RS-MetaNet: Deep meta metric learning for few-shot remote sensing scene classification
Haifeng Li, Zhenqi Cui, Zhiqing Zhu, Li Chen, Jiawei Zhu, Haozhe, Huang, Chao Tao

TL;DR
RS-MetaNet introduces a meta-learning approach with a novel loss function to improve few-shot remote sensing scene classification, achieving state-of-the-art results on multiple datasets with limited labeled samples.
Contribution
The paper presents RS-MetaNet, a task-level meta-learning method with Balance Loss, enhancing generalization in few-shot remote sensing scene classification.
Findings
Achieves state-of-the-art accuracy on three remote sensing datasets.
Effectively classifies scenes with only 1-20 labeled samples.

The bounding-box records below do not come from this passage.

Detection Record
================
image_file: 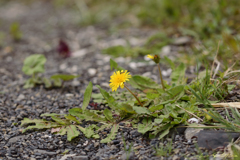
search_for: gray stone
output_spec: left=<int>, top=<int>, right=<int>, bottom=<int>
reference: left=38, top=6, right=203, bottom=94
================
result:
left=184, top=125, right=204, bottom=140
left=72, top=156, right=89, bottom=160
left=8, top=135, right=25, bottom=143
left=34, top=149, right=57, bottom=155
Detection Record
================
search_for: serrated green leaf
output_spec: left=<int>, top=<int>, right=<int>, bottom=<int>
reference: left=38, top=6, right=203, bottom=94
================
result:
left=52, top=78, right=62, bottom=87
left=119, top=103, right=136, bottom=114
left=158, top=126, right=172, bottom=140
left=21, top=118, right=61, bottom=133
left=229, top=144, right=240, bottom=160
left=103, top=108, right=113, bottom=122
left=82, top=82, right=93, bottom=111
left=22, top=54, right=47, bottom=75
left=58, top=127, right=67, bottom=136
left=65, top=114, right=80, bottom=124
left=42, top=77, right=52, bottom=88
left=149, top=104, right=163, bottom=112
left=21, top=118, right=48, bottom=126
left=170, top=63, right=186, bottom=84
left=100, top=124, right=119, bottom=143
left=167, top=85, right=184, bottom=100
left=23, top=78, right=35, bottom=89
left=51, top=116, right=69, bottom=125
left=133, top=106, right=151, bottom=114
left=68, top=108, right=106, bottom=122
left=147, top=92, right=160, bottom=99
left=68, top=108, right=83, bottom=117
left=66, top=125, right=80, bottom=141
left=51, top=74, right=79, bottom=81
left=97, top=85, right=117, bottom=109
left=138, top=118, right=152, bottom=134
left=40, top=113, right=65, bottom=117
left=164, top=56, right=175, bottom=70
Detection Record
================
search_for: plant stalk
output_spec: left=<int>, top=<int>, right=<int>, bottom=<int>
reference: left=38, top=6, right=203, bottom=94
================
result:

Outperforms existing few-shot classification methods.
Abstract
Training a modern deep neural network on massive labeled samples is the main paradigm in solving the scene classification problem for remote sensing, but learning from only a few data points remains a challenge. Existing methods for few-shot remote sensing scene classification are performed in a sample-level manner, resulting in easy overfitting of learned features to individual samples and inadequate generalization of learned category segmentation surfaces. To solve this problem, learning should be organized at the task level rather than the sample level. Learning on tasks sampled from a task family can help tune learning algorithms to perform well on new tasks sampled in that family. Therefore, we propose a simple but effective method, called RS-MetaNet, to resolve the issues related to few-shot remote sensing scene classification in the real world. On the one hand, RS-MetaNet raises…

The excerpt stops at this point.